Another nontraditional form of the ARM, the interest-only loan, will reset at a much higher rate after five years, but the loan principal does not increase.
Banks are permitted by generally accepted accounting principles to carry Option ARMs at the highest option of payment, as current revenue, the fully amortized amount. But James Grant of Grant’s Interest Rate has called negative-amortization accounting a “fraudulent gambit,” BusinessWeek says. The Financial Accounting Standards Board (FASB), although standing by its standard, has expressed concern that the “disclosures associated with these types of loans [are] not providing enough transparency relative to their associated risks.”
While lenders claim that borrowers understand the features of these loans, and that they are restricted to borrowers with good credit histories and solid down payments, the Washington Post says, Standard & Poor’s warned last year that disturbing numbers of minimum payment loans were given to borrowers with low credit scores.
H&R Block notified Wall Street in late August that its Option One Mortgage unit, which focuses on the subprime mortgage market, would have to set aside $60 million for borrowers who are behind in payments, according to the Wall Street Journal.

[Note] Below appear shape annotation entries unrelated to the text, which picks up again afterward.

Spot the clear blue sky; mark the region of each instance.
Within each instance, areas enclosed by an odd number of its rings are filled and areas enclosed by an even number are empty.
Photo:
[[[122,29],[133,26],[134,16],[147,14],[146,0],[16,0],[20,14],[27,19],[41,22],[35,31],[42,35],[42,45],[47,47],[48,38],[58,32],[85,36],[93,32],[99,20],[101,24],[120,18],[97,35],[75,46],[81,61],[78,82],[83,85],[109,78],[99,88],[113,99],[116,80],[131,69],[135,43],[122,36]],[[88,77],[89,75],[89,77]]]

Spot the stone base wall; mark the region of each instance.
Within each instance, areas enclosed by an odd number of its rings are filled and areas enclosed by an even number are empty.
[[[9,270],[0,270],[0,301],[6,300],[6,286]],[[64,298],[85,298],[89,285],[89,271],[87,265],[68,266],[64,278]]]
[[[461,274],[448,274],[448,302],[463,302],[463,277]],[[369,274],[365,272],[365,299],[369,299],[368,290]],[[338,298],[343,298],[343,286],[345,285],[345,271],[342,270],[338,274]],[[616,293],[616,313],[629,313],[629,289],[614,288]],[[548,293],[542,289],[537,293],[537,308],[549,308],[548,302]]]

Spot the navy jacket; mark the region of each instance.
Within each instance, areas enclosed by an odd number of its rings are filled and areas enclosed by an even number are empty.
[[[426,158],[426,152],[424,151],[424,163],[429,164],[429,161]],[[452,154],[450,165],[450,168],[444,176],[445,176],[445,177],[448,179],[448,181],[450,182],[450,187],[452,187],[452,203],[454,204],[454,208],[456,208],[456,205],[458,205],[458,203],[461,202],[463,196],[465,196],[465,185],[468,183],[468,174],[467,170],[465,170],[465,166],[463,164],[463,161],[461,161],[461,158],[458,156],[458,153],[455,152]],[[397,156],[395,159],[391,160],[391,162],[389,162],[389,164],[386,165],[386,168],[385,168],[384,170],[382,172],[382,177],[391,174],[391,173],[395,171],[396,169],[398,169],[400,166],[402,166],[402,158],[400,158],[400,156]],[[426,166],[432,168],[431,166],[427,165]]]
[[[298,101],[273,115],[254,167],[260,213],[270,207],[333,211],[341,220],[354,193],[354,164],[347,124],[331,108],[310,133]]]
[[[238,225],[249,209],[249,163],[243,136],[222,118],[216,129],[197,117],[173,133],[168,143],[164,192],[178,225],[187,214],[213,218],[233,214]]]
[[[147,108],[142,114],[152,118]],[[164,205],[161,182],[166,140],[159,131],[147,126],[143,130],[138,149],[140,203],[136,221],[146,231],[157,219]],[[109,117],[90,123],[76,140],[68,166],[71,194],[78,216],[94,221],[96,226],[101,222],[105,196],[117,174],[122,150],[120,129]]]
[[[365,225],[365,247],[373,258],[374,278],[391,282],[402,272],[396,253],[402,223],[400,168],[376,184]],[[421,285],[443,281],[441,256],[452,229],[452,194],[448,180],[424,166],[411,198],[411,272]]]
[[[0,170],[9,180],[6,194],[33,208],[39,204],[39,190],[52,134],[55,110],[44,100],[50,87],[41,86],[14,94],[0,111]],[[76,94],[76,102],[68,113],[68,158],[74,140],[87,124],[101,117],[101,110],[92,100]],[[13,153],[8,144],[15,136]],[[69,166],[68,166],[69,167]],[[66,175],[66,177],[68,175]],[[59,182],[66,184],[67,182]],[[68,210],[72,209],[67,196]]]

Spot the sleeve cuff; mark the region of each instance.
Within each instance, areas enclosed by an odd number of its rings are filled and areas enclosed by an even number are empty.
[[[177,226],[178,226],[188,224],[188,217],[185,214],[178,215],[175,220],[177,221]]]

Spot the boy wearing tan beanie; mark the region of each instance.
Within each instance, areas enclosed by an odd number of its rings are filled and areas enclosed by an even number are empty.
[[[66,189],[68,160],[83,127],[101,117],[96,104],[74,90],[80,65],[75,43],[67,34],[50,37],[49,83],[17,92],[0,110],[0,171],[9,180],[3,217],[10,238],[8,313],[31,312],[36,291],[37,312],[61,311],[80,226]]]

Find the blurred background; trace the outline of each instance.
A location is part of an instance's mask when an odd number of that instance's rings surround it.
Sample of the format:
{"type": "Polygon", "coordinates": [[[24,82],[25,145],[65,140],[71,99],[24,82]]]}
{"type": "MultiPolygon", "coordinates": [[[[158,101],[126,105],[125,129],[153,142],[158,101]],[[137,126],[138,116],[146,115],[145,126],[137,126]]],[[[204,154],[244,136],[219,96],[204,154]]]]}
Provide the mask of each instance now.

Countrywide Financial, which offers mortgages in all credit categories, and Impac Mortgage and Accredited Home Lenders, subprime lenders, all report that borrowers are paying off their loans more slowly.
Banks are not changing their attitudes toward the Option ARMs, BusinessWeek reports. Cindy Manzettie, chief credit officer for Fifth Third Bank in Cincinnati, said in a letter to regulators last spring, that it’s not the “lender’s responsibility to help the consumer determine the appropriate payment option each month. . . . Paternalistic regulations that underestimate the intelligence of the American public do not work.”
Banks are not likely to feel a lot of pain from bad loans resulting from Option ARMs. They can sell these loans to Wall Street to be repackaged for investors with other mortgages as mortgage-backed securities. Banks also sell an unknown number to hedge funds, BusinessWeek says.
While foreclosures do not yet show an alarming rate of increase in all markets, Equity Depot reported that in Atlanta the number of foreclosures had increased by 20 percent over last year. “The number of foreclosures in the Metro area continues to track steeply upward, driven largely by the increased percentage of Adjustable Rate Mortgage Defaults,” said Mark Sulimirski, Chief Product Engineer, Equity Depot.
Foreclosure filings in Massachusetts for July were up 56 percent over July 2006, The Boston Globe reports.
As the reset date approaches, Countrywide Home Loans, the largest mortgage originator in the U.S., is sending letters to borrowers who have been making only the minimum payments on their Option ARMs, warning them of a coming increase, a separate report in the Washington Post says. Countrywide provides an example of a California homeowner who has been paying less than the minimum on a 7.6 percent loan, facing a payment that is twice what he or she is currently paying.
According to the Post, Countrywide advises borrowers to:
- Switch their payment option out of the minimum if they can and move to either a 15-year or a 30-year standard-amortization plan.
- Switch to an interest-only option if full payments are not feasible at the moment.
- Explore alternative refinancing options sooner rather than later.